I’ll try to provide him with an answer for his Priority 3: Science
The expedition team had planned to support eight scientific investigations, of which two were reluctantly withdrawn by the scientists for logistical reasons.
On 14 December 2021, the team landed at Portal Point and the science leads Cat Cameron and Martin Densham were briefed, prepared and had kit for six projects:
- NASA GLOBE Observer: Cloud (✓)
- UV radiation dose (✓)
- Metal concentration in snow (✓)
- Long-range transport of microplastics (✓)
- Short-term snow accumulation (✓)
- Isostatic rebound (×)
The markers in the brackets in the list above show that five out of six projects were achieved. Not bad for an expedition that was hampered by one in four days, when they could not move (but that’s a different story).
Sky observations were made and UV dosimetry patches were deployed daily, adding valuable data to NASA GLOBE and providing measurements of UVB radiation at altitudes between sea level and 1050 m.
Unfortunately, the adverse weather and early extraction prevented the team from reaching the intended destination of the expedition, Foyn Point, and therefore, the upgrade of the National Science Foundation (NSF) GPS receiver was not achieved.
Snow accumulation poles were placed at camps and caches along the route and measurements recorded periodically while camps were occupied for several days, and when they were revisited. This data collection would have been even more beneficial it the expedition had reached the centre and eastern shore of the Peninsula.
The team filled 15 steel bottles with snow samples for microplastic analysis. While the intention was to reach even more remote locations, these samples will help to evaluate the airborne transport of these pollutants from two angles of investigation: short-range, related to the relative proximity of a tourist landing spot for the cruise ship industry and long-range, from offshore sources.
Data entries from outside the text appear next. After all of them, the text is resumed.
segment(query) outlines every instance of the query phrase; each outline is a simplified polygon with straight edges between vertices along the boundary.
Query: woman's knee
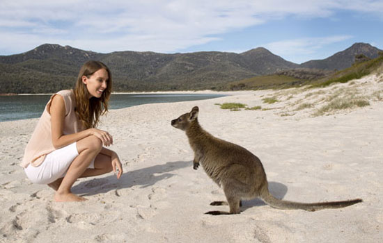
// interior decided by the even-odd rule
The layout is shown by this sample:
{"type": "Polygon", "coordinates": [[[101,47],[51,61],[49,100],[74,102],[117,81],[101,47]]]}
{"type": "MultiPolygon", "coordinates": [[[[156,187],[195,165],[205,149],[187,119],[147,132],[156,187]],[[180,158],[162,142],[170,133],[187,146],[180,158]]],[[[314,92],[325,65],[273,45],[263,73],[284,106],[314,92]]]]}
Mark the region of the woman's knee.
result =
{"type": "Polygon", "coordinates": [[[86,137],[77,142],[77,151],[79,153],[85,149],[88,149],[98,153],[102,149],[102,142],[98,137],[94,135],[86,137]]]}

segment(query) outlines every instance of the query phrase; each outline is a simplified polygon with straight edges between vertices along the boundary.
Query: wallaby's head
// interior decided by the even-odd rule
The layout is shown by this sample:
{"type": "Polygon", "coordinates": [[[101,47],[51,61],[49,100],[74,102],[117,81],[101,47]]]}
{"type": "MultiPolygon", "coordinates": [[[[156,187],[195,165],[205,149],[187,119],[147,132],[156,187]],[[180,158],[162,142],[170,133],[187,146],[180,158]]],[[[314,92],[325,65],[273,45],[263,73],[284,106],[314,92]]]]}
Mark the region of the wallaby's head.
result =
{"type": "Polygon", "coordinates": [[[182,131],[186,131],[193,122],[197,121],[198,116],[198,108],[194,106],[190,112],[185,113],[180,117],[171,121],[171,126],[182,131]]]}

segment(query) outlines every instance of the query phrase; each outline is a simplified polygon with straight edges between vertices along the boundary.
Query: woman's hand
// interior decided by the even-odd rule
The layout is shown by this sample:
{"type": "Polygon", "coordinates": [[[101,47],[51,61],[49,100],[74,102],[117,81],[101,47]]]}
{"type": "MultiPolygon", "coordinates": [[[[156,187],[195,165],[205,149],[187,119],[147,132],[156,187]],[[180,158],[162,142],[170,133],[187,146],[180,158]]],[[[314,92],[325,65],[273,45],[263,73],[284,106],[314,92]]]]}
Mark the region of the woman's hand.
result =
{"type": "Polygon", "coordinates": [[[109,134],[109,133],[100,130],[97,128],[90,128],[91,135],[95,135],[98,137],[102,144],[106,146],[109,146],[113,144],[113,137],[109,134]]]}
{"type": "Polygon", "coordinates": [[[113,168],[113,171],[116,174],[116,176],[117,176],[117,178],[119,179],[120,177],[121,177],[121,175],[123,174],[123,165],[120,162],[120,158],[118,158],[118,156],[117,156],[117,153],[114,152],[111,154],[111,167],[113,168]],[[117,174],[116,174],[116,170],[118,171],[117,174]]]}

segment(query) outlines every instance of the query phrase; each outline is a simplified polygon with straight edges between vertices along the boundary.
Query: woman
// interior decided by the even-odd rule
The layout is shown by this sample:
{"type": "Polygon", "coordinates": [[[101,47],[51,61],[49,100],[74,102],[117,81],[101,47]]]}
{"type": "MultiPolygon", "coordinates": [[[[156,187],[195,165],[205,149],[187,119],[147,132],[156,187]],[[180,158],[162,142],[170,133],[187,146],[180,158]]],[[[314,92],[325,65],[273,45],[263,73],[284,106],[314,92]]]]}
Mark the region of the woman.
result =
{"type": "Polygon", "coordinates": [[[71,192],[80,177],[98,176],[118,169],[117,154],[103,146],[113,144],[107,131],[97,128],[108,110],[111,76],[102,62],[88,61],[80,69],[74,90],[52,95],[25,149],[22,166],[34,183],[56,190],[56,201],[86,200],[71,192]]]}

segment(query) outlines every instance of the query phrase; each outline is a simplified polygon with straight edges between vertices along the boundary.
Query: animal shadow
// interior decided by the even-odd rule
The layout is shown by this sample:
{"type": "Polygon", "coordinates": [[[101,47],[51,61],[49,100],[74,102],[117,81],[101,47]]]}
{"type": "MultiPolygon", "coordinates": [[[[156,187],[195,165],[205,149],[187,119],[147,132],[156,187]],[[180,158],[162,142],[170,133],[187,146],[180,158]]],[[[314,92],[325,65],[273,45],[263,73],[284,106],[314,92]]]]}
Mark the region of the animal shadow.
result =
{"type": "Polygon", "coordinates": [[[175,170],[190,167],[191,161],[168,162],[146,168],[124,172],[120,179],[115,175],[95,178],[80,182],[72,191],[81,196],[92,196],[111,190],[141,185],[141,188],[152,186],[162,180],[169,179],[175,175],[175,170]]]}

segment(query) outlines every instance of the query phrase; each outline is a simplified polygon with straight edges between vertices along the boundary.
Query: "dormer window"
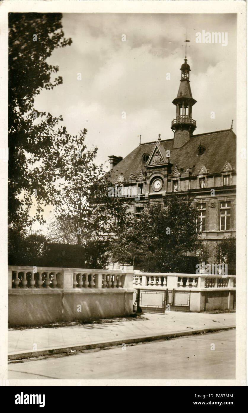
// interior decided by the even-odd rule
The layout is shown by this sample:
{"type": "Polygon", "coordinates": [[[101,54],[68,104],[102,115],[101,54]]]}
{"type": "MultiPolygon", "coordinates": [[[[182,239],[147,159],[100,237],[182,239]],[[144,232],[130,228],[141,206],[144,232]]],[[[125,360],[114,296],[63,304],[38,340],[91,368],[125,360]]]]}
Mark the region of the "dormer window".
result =
{"type": "Polygon", "coordinates": [[[230,175],[224,175],[223,178],[223,184],[224,186],[226,186],[227,185],[229,185],[229,180],[230,178],[230,175]]]}
{"type": "Polygon", "coordinates": [[[138,193],[142,194],[144,193],[144,184],[138,183],[138,193]]]}
{"type": "Polygon", "coordinates": [[[173,180],[173,192],[178,190],[178,180],[173,180]]]}
{"type": "Polygon", "coordinates": [[[145,164],[149,159],[149,155],[148,154],[143,154],[142,155],[142,162],[145,164]]]}
{"type": "Polygon", "coordinates": [[[205,188],[205,178],[199,178],[199,188],[205,188]]]}
{"type": "Polygon", "coordinates": [[[199,145],[197,149],[198,150],[198,155],[202,155],[202,154],[206,150],[206,148],[204,148],[204,147],[201,145],[199,145]]]}

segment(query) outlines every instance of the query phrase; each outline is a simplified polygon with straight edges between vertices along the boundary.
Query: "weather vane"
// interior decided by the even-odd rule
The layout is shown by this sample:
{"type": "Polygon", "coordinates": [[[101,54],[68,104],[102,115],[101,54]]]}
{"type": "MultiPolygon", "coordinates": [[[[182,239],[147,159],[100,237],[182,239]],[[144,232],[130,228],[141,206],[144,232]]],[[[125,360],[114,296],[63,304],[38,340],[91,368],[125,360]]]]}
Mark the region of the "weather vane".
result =
{"type": "MultiPolygon", "coordinates": [[[[190,40],[185,40],[184,41],[185,42],[185,58],[187,59],[187,43],[189,43],[190,42],[190,40]]],[[[189,47],[190,47],[190,46],[189,46],[189,47]]]]}

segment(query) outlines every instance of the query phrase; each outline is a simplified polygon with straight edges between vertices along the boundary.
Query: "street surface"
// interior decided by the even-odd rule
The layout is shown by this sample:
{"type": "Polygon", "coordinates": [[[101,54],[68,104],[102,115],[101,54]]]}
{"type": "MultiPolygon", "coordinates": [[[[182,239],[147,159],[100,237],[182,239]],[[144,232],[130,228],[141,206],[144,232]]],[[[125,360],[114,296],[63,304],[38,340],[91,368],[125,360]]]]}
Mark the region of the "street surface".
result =
{"type": "Polygon", "coordinates": [[[11,363],[8,379],[235,379],[235,333],[234,329],[127,345],[125,350],[120,346],[11,363]]]}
Around 50 vials for metal analysis analysis were filled, following strict protocols to avoid contamination. For Dr Angela Milne, the expedition was a ‘win-win’. Today, she told me:
“Obtaining snow samples from such a hard to sample region is gold dust for the contribution it will make to understanding the global cycling of trace elements between the atmosphere (air), oceans, land and cryosphere (ice). Atmospheric samples of particles from the Antarctic Peninsula are rare and now, the expedition team have collected even rarer freshly deposited snow for us. Even though we have the expertise and technical capabilities at the University of Plymouth to chemically analyse metals at very low concentrations, these samples will be challenging. We will test for a whole suite of metals associated with anthropogenic processes, such as the burning of fossil fuels, as well as metals that are important micro-nutrients for the ocean food web.“
The next steps involve getting the samples and observational data to the scientists. Their work may take days or weeks in the laboratory and following that, it requires expertise to synthesise and interpret the data in the context of what is already known. Whether the expedition provided the first steps for ground-breaking discoveries, or incremental advances in knowledge and understanding, remains to be seen in the months to come.
From generation to generation, the work of scientists is never done.